The Daily Post – review by Catherine Whitnall

When it comes to portraying roughly a dozen different characters in Jane Wagner’s The Search for Signs of Intelligent Life in the Universe, Marie Dame is nothing short of brilliant.

If you’re looking for signs, she’s certainly one of the brightest.

Wagner has earned numerous prestigious awards for her prescient cultural commentaries but it’s talented, skilled actresses like Dame who breathe life into those works. Without such style, panache and extensive intestinal fortitude, Search for Signs – would simply ramble on like a verbal diatribe. It would certainly be filled with sound and fury but, Shakespeare put it, signify nothing.

Dame is a tour de force which tears through this one-woman show devouring the script with an insatiable appetite as Trudy, a combination New York City bag lady and sage narrator of humanity.

An acute observer of the world with a knack for finding common sense and human values in the absurdities of modern life, Trudy takes the audience through a whirlwind tour of life on Planet Earth.

It all begins at the corner of Walk and Don’t Walk, sometime ‘around’ lunch and it’s not long before Trudy locks into your consciousness.

With the whole of the production resting solely on her shoulders, Dame flows eloquently from one character to another. Being Trudy is an exhausting, physically demanding role, yet Dame makes it appear effortless. A tweak of a facial expression here or a slightly skewed hand gesture there and suddenly Dame is a drug-addicted body builder, a snobbish society woman and – fade in, fade out – a duo of sage street hookers.
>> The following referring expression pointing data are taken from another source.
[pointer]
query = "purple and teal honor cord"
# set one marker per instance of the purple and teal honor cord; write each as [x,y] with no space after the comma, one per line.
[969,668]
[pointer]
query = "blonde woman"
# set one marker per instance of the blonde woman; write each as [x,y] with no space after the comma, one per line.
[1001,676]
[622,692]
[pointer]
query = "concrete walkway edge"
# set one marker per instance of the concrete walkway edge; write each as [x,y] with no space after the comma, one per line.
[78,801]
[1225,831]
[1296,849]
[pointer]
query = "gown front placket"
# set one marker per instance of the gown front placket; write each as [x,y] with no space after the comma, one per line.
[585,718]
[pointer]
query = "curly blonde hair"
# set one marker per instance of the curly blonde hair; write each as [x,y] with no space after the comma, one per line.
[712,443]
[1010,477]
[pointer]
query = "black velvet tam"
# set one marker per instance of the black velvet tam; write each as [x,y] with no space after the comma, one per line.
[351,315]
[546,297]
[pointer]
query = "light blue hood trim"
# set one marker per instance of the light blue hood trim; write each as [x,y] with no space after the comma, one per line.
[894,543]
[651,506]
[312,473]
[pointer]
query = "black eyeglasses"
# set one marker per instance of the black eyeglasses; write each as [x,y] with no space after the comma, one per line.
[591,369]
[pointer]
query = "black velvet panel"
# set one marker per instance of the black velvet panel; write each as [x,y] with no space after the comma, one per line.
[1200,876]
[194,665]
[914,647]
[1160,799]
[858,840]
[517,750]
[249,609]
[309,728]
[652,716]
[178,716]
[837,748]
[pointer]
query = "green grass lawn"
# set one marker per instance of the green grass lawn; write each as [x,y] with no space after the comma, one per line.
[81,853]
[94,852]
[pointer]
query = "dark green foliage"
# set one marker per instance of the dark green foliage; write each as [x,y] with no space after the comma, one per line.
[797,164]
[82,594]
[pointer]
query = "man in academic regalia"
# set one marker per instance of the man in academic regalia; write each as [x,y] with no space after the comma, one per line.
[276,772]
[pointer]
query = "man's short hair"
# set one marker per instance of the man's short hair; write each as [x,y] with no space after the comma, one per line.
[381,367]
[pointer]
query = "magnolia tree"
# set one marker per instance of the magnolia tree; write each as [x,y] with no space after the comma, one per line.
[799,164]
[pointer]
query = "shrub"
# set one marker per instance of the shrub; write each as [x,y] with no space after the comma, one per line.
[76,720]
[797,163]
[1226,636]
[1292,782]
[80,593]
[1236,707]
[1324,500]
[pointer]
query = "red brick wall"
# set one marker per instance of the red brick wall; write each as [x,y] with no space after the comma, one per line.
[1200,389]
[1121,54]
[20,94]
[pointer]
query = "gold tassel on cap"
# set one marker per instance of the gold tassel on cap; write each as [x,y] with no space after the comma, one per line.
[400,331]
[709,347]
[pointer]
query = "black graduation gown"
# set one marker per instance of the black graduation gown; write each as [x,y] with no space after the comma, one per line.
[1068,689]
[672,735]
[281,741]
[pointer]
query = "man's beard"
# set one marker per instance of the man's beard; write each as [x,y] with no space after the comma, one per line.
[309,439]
The static builds again and we see Dame seamlessly transform into a teenager filled with angst and confusion and then, a gaggle of ’70s feminists, all of
whom simply want their perceptual commentary on life to be heard. And appreciated.

Dame has total control over the characters she portrays on stage. Her mastery of voice control and precision timing is fine tuned to the point where they are knife edge crisp and flawless.
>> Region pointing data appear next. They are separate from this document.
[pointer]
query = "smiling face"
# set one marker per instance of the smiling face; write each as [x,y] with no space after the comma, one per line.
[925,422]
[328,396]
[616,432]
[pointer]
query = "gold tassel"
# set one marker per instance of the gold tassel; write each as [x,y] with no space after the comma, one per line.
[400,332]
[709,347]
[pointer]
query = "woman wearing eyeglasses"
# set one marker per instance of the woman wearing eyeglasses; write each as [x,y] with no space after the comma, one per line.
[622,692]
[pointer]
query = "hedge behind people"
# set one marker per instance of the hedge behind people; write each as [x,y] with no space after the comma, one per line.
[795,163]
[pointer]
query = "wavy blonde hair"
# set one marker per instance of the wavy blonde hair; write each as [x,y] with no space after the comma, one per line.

It’s fortunate too, as there is little choice.

The whole piece – like the Earth and its sun – revolves around her ability to not only speed through the witty, intense and, at times, hard-hitting dialogue, but to do it all alone. She shares the stage with only a handful of props and some exquisitely placed lighting cues courtesy of lighting/sound design director Brendan Gilhuly.

Kudos especially to director James Barrett for being able to capitalize on Dame’s eloquent ability to flow through the light-speed fast-moving production without losing pacing or focus. He’s managed to give Dame enough leeway to pay justice to the script and characters, while preventing her from veering dangerously out of control.

The result is near perfect.

While the audience nears exhaustion watching the first half of Dame’s break-neck performance, her energy never seems to wane.

One has to wonder where she hides the batteries.